17      After the State’s rebuttal case, Love moved for a mistrial.  Defense counsel complained that the circuit court “constantly critiqued” Litwain Love’s performance on the stand and subsequently ordered him arrested in front of the jury.  Love argues that the circuit court erroneously denied the mistrial motion.

18      The decision whether to grant a motion for a mistrial lies within the sound discretion of the circuit court.  Ross, 260 Wis. 2d 291, ¶47.  The circuit court must determine, in light of the whole proceeding, whether the claimed error was sufficiently prejudicial to warrant a new trial.  Id.  The denial of a motion for a mistrial will be reversed only on a clear showing of an erroneous use of discretion by the circuit court.  Id.

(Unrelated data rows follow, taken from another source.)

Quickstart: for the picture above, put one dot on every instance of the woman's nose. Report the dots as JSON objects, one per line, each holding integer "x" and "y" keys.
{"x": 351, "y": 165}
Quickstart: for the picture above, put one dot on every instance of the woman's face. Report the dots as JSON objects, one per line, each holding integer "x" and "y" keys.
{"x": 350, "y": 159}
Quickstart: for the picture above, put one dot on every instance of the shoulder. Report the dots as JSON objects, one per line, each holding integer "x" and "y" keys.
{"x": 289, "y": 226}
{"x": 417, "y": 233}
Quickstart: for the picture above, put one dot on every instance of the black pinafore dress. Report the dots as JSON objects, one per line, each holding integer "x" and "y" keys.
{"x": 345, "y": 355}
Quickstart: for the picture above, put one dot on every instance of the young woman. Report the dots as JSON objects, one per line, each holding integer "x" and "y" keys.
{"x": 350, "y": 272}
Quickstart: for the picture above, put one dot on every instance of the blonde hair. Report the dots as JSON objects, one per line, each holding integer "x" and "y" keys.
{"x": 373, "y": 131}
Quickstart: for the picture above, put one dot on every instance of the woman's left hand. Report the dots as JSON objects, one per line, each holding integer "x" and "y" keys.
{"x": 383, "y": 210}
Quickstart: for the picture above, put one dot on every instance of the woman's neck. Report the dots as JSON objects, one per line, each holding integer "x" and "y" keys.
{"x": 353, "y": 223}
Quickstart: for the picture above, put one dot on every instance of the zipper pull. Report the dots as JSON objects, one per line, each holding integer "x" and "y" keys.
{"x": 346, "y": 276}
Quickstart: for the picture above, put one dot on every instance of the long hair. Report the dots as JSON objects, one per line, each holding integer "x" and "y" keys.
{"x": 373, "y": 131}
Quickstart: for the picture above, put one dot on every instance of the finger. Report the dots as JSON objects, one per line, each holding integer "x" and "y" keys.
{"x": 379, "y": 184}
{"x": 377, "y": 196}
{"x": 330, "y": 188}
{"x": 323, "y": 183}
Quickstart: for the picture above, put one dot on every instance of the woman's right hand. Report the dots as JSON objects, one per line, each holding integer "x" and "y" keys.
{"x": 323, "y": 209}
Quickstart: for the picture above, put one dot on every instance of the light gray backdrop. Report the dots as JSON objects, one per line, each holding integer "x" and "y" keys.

19      Here, Love fails to provide a clear showing of erroneous exercise of discretion.  We conclude that the circuit court was well within the proper range of its authority to control the courtroom.  Contrary to Love’s perception, the court neither constantly critiqued Litwain Love nor engaged in a pattern of behavior that destroyed his credibility. 

20      Litwain Love’s recollection at trial was essentially that nothing dramatically out of the ordinary happened at Tasnique’s that night.  He denied that a large portion of the bar was involved in a fight, contradicting the testimony of all the other witnesses at trial.  He described a “scuffle” that “essentially was pushing” and the security guard “put six or seven people out.”  He testified that he heard gunshots when he was standing by the door, but denied seeing anyone shoot.  He specifically denied telling detectives that he never heard any shots.  He also denied telling detectives that the incident was so insignificant to him that no one from the bar called the police.  A detective then testified in rebuttal.  Litwain Love’s recorded statement to police was played, and it contradicted his trial testimony.

21      Moreover, Litwain Love was a difficult and recalcitrant witness.  As the circuit court noted in denying the mistrial motion:

[Litwain Love] was very, at times, difficult with both the State and the Court….  [He] was asked more than once to answer the questions.  His examination with [the prosecutor] was somewhat heated.  [The prosecutor] asked him somewhat heated questions, and [he] was not exactly forthcoming at times.  And at times he felt the need to give speeches and to answer questions or say things that were not before him.

22      As to the incident following Litwain Love’s testimony, as explained above, the defendant’s contention that the jury would have inferred that “Litwain was a liar” is not reasonable under the circumstances.  In sum, the circuit court appropriately exercised its discretion by denying the mistrial motion. 

23      Finally, Love argues Wisconsin “must change the way it handles felon-in-possession of a firearm trials.”  Love concedes that his stipulation to a prior felony supporting an element of the felon-in-possession-of-a-firearm charge was proper under Wisconsin precedent.  See State v. McAllister, 153 Wis. 2d 523, 525, 451 N.W.2d 764 (Ct. App. 1989); State v. Nicholson, 160 Wis. 2d 803, 807, 467 N.W.2d 139 (Ct. App. 1991).  Love nevertheless insists that the procedure is inherently prejudicial.

24      Love acknowledges that this court is bound by its own precedent, and only our supreme court may overrule, modify, or withdraw language from a previously published decision of the court of appeals.  See Cook v. Cook 208 Wis. 2d 166, 189-90, 560 N.W.2d 246 (1997).  Love requests that we certify his appeal to our supreme court because it should “rectify” this issue.  We reject his certification request.   

            By the Court.—Judgment affirmed.

            This opinion will not be published.  See Wis. Stat. Rule 809.23(1)(b)5. 


 



[1]  Tasnique’s is a bar owned by the ex-wife of Love’s brother, Litwain Love. 

[2]  All references to the Wisconsin Statutes are to the 2011-12 version unless otherwise noted.